The same recommendation was made for rural and regional Aboriginal communities, where Dr Chant also wished to see the vaccine rollout prioritised.


She also recommended further restrictions such as a limit on who could take advantage of child care services, closing retail stores further, and reducing “non-essential activity in manufacturing/construction”.


Other recommendations in the email included “1 hour of exercise per day”, “mandate vaccination in aged care, disability, and health care” and “urgently extend the isolation payments to all LGAs of concern”.


Dr Chant also recommended locking down regional NSW, advice which the government heeded within hours of receiving her email.


An epidemiologist shown the health advice on Monday said it was difficult to say exactly what the chief health officer was advocating for based purely on her email.


University of South Australia epidemiology professor Adrian Esterman said it was “ambiguous” as to whether Dr Chant called for western Sydney’s rules to apply across the city.


If I was chief health officer, I would have wanted to come down hard across the whole of greater Sydney,” he said.


They would have had a much better chance of driving down numbers, and secondly, they would have avoided stigmatising people in those western suburbs.”


Professor Esterman also said lives could have been saved if all of Sydney had been locked down harder.


Of course, if you cut down cases you cut down on deaths,” he said.


Governments have terrible decisions to make, do we close up and kill the economy?
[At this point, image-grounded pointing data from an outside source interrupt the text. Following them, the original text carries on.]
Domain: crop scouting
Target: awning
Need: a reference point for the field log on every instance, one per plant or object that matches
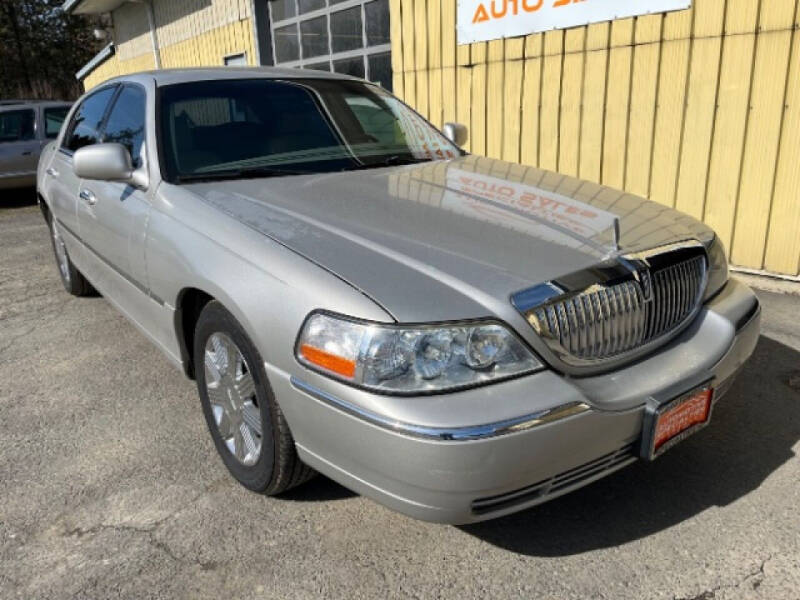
(96, 61)
(90, 7)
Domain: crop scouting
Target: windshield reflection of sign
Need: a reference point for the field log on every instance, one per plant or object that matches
(523, 207)
(423, 140)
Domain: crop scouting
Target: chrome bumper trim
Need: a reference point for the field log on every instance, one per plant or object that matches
(451, 434)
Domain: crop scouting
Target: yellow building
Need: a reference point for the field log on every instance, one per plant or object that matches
(697, 109)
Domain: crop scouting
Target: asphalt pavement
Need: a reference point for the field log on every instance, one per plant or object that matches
(110, 486)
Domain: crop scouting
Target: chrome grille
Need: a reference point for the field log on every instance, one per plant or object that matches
(606, 320)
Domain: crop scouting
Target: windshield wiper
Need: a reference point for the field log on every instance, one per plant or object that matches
(246, 173)
(389, 161)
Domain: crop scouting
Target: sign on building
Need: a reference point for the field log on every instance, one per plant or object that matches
(483, 20)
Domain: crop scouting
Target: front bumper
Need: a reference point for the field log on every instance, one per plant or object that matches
(408, 458)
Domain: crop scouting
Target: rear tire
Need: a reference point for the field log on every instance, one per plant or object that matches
(245, 422)
(74, 281)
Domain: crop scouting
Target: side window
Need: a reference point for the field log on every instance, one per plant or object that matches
(125, 124)
(84, 130)
(17, 125)
(53, 120)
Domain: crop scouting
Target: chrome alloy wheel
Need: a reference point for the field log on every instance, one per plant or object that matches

Or do we open and accept there are going to be deaths and people who get seriously ill? It‘s a horrible equation.”.


Dr Chant has previously testified to a parliamentary committee she would give a mix of verbal and written advice to the government.


The government had kept most of her health advice secret until Labor MPs recently managed to access parts of it through an order in parliament…..


The curfew was in place in the western Sydney hotspots from August 23 to September 25, and prevented people in those areas from leaving their homes between 9pm and 5am.


Another email released to parliament showed Dr Chant had recommended a curfew as early as July 29, although she specified it would be to achieve a “messaging effect” and underscore the importance of complying with the other rules that were in place.